Commandments 1 through 4 set our priorities correctly from the top. The first sin of Adam and Eve was about pridefully considering ourselves as equal to God. God is God and we are not. He is sovereign and He is in control. If we could keep these in mind, the rest of it would never even attract our attention, and put us in the Attention Stage. But in our brokenness we do let evil capture our attention.
Then we see 5 through 9, once we’ve let evil capture our attention, we begin the Attraction Stage. Here, God tells us all of the evil things we might be attracted to, and sets them off in grand fashion to arrest the behavior in the Attraction Stage. But, we are also creative in our evil. So He adds another at the end.
The 10th Commandment is all about coveting; about wanting what we should have. If we can keep our obsessive thoughts arrested in the Attention and Attraction Stages, we can keep ourselves out of so much destructiveness we bring upon ourselves. God knows you’re obsessive and compulsive.
So am I.
I want to recommend that if you feel like you have any destructive obsession or compulsion, there is help available. Celebrate Recovery is a 12-step program that is Christ-centered and serves people with a broad spectrum of hurts, hang-ups and habits.
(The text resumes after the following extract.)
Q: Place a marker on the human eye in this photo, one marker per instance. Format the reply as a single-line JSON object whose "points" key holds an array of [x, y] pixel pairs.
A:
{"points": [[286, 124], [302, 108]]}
Nationally, about 1/3 of CR attendees are there for chemical dependency. There are also many people there for co-dependency, compulsive eating, pornography addiction, control fixation, abuse from others and self abuse, and many more needs. You can find a group at celebraterecovery.com
One final note: I am a pastoral counselor, so I want to be clear I am not writing about the OCD of psychology. You can tell by the context of the article that it is about applying biblical faith to our life today. If you feel like you may have any psychological disorder, please seek out a Licensed Professional Counselor (LPC).